Ужас гипотетической победы путчистов 19 августа не в самой этой победе, а в неизбежных долгосрочных последствиях. Чтобы удержать страну на том же трехсотлетнем пути, что и пытались сделать лидеры путча, фатально необходим был новый террор.
Что же помешало людям, располагающим, казалось бы, абсолютной силовой властью в стране, во всяком случае в столице, навязать, как это не раз бывало, свою волю безоружному народу?
Мы еще плохо представляем себе реальную расстановку сил в армии 19–20 августа, но совершенно ясно, что невыполнение приказов мятежников командирами частей КГБ и десантных войск, равно как и нейтралитет бронетанковых дивизий, не говоря уже о переходе на сторону ВС РСФСР нескольких танков и бронетранспортеров, не столько были вызваны высоким демократическим сознанием военных, сколько явились реакцией на народное сопротивление, без которого это сознание могло и не реализоваться в поступки.
Два старших офицера группы «Альфа» в анонимном интервью программе «Вести» ясно сформулировали главную причину, по которой их подразделение, готовое выполнить любые самые жестокие приказы, отказалось штурмовать российский Белый дом. Эта причина – скопление перед резиденцией ВС РСФСР безоружных, но решившихся стоять насмерть людей, среди которых могли оказаться родственники, друзья, знакомые сотрудников спецподразделения. Это чисто человеческое соображение не остановило бы профессионалов, привыкших к беспрекословному выполнению приказов. Для того чтобы ведущие мотивации их поведения столь резко сместились, понадобился принципиально новый психологический контекст. Этот контекст возник как чрезвычайно высокая стадия длительного процесса – многовековой концентрации энергии сопротивления военно-бюрократическому мироустройству, всего лишь разновидностью которого является военно-коммунистическая модель.

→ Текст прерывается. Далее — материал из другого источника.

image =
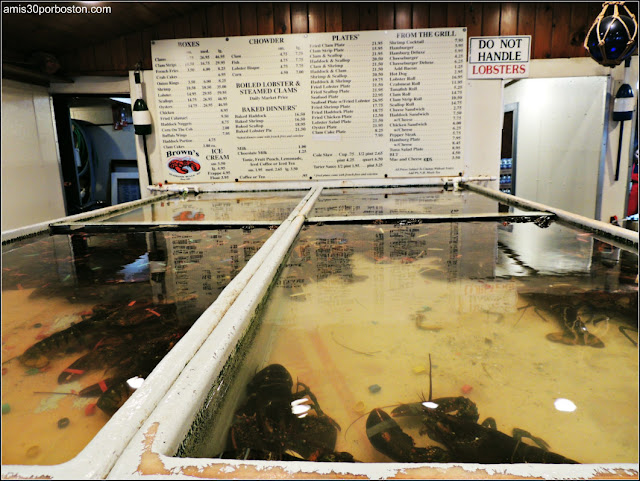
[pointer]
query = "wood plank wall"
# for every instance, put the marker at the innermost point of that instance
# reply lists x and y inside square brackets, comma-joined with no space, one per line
[557,29]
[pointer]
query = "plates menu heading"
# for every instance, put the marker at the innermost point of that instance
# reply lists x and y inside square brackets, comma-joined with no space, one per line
[311,106]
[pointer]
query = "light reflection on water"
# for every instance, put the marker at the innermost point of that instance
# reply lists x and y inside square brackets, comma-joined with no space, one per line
[359,309]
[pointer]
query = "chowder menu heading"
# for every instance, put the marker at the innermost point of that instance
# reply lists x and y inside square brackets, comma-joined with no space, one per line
[311,106]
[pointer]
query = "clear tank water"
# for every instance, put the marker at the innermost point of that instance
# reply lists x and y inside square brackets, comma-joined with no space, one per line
[102,306]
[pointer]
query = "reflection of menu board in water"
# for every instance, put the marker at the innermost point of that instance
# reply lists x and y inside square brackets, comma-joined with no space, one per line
[320,106]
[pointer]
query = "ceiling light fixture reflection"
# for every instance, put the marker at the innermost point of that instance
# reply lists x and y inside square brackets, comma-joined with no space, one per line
[135,382]
[564,405]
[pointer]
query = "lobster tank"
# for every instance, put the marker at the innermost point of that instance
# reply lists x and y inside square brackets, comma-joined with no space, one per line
[90,310]
[401,299]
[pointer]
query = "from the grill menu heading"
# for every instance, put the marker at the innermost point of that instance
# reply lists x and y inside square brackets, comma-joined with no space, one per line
[320,106]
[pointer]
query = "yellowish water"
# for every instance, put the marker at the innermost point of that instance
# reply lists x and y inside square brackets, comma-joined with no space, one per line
[373,319]
[30,429]
[56,282]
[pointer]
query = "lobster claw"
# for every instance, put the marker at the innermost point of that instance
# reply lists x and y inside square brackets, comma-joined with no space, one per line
[386,435]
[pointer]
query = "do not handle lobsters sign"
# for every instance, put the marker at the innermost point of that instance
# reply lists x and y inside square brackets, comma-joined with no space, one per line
[499,57]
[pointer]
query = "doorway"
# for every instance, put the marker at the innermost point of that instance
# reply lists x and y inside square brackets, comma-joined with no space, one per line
[96,139]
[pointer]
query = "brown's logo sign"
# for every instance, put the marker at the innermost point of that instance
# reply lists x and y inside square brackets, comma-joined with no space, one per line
[184,165]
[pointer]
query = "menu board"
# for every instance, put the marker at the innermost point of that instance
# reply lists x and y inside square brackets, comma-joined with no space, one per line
[311,106]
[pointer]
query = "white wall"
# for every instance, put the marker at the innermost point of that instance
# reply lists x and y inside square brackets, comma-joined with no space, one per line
[560,129]
[31,178]
[613,195]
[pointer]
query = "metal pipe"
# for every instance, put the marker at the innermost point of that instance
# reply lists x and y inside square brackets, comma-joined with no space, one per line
[308,184]
[100,454]
[591,225]
[194,382]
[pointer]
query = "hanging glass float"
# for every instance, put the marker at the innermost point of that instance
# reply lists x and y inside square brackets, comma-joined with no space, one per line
[612,38]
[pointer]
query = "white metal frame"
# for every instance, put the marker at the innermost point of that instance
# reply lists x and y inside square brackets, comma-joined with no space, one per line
[147,430]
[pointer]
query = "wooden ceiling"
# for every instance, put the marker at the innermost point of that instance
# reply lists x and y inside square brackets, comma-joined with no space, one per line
[59,33]
[113,43]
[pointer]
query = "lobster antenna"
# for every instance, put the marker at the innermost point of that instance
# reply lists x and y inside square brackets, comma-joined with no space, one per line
[430,382]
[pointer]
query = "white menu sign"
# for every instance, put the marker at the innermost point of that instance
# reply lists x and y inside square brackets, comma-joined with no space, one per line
[311,106]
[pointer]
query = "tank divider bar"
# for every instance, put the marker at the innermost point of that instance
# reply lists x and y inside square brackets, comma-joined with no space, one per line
[430,218]
[609,231]
[42,227]
[115,227]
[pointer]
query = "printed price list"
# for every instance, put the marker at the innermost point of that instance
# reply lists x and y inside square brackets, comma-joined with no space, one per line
[330,105]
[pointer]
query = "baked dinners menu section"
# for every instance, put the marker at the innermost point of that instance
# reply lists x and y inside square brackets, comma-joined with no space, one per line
[311,106]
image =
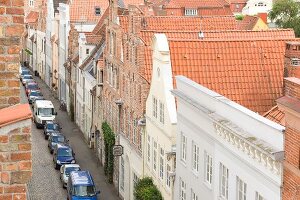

Энергия действия, в том числе и энергия сопротивления ненавистному государству, была очень высока в годы Гражданской войны 1918–1921 годов. Но она была разнонаправленна. Контекст, общественный и политический, был разорван. Сегодня он куда более цельный и определенный.
Толстой считал, что историческое движение дает результаты лишь тогда, когда масса дифференциалов истории, миллионы индивидуальных воль оказываются единонаправленными. Нечто подобное произошло 19–21 августа. При этом совершенно справедливо говорят о бездействии в роковые дни большинства граждан России, Москвы, Ленинграда. Но ведь нигде не возникло и массового движения в поддержку путча. Это чрезвычайно симптоматично: дееспособная часть населения либо оказалась против путча, либо соблюла нейтралитет. Это и есть нормальная политическая жизнь. Даже во время Гражданской войны в вооруженной борьбе участвовало безусловное меньшинство населения. А если бы не насильственные мобилизации с той и другой стороны, то количество бойцов было бы еще в несколько раз меньше. Практическая борьба – удел авангарда общества. Те 120–150 тысяч ленинградцев, что вышли на улицы 20 августа – и есть общественный авангард Ленинграда – Петербурга.